View Single Post
  #80   Report Post  
Posted to microsoft.public.excel.programming,microsoft.public.excel
Robert Baer Robert Baer is offline
external usenet poster
 
Posts: 93
Default Read (and parse) file on the web

GS wrote:
The process result after copy/paste a web page into a worksheet is
*entirely different* than reading the webpage source. Both my examples
read webpage source *not the rendered page you see in the browser*! The
fault of using copy/paste on a webpage is that different browsers
*often* won't necessarily display content the same way.

If you read the source in the tmp.txt you 'should' very quickly realize
these pages are a template wherein data is dynamically inserted from a
database via script embeded in the source html.
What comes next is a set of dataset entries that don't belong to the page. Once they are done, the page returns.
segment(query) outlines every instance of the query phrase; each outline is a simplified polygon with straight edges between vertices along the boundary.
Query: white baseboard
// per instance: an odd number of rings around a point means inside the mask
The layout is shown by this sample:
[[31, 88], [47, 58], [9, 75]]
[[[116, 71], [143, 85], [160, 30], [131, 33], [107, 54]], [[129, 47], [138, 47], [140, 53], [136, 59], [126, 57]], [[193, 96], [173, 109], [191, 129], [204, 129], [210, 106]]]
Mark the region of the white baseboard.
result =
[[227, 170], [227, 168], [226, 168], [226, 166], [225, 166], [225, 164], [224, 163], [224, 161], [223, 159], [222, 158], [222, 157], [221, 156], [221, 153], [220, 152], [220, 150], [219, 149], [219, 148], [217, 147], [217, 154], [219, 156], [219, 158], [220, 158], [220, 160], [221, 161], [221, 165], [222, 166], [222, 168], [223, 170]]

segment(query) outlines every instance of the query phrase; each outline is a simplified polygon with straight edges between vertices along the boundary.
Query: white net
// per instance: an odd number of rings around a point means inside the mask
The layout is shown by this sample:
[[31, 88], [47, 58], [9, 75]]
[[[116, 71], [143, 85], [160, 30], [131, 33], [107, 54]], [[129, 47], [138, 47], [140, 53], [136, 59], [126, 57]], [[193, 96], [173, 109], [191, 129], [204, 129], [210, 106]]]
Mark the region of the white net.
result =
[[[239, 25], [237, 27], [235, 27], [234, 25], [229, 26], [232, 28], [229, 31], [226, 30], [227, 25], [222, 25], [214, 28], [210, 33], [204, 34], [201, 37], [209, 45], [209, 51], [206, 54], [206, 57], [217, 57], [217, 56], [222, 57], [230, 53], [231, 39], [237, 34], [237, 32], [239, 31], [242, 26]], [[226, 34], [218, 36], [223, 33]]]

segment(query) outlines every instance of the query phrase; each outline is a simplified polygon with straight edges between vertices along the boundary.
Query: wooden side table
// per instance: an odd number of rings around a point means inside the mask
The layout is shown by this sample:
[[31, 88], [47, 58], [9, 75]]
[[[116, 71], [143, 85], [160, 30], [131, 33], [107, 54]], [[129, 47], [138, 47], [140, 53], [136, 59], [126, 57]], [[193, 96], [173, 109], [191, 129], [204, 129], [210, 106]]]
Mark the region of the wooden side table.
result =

I use the last URL query *you provided* in both the worksheet approach
and the AutoParse() sub. The tmp.txt file shows the complete webpage
source, whereas txtPgSrc shows the webpage source *as rendered* in
WebBrowser1. WebBrowser1 will display whatever is in the URL cell above
it; AutoParse uses the string defined as Public Const gsUrl1$.

You need to decide what URL string you want to run with and set both the
URL cell and gsUrl1 strings to that. Scrap using the copy/paste webpage
approach altogether because it's unreliable at best and renders
inconsistent results at worst! (*Clue:* Note how WebBrowser1 wraps
content but xtPgSrc does not!)

You are collecting data here, NOT capturing webpage content as rendered.
The data displays according to the source behind the rendered webpage.
That source is structured to be dynamic in terms of what data is
rendered based on the URL string, and HOW it displays depends on the
browser being used to view the data. In this case, WebBrowser1 uses the
same engine as Internet Explorer, and what you see on your screen
*depends on* which version of that engine is running!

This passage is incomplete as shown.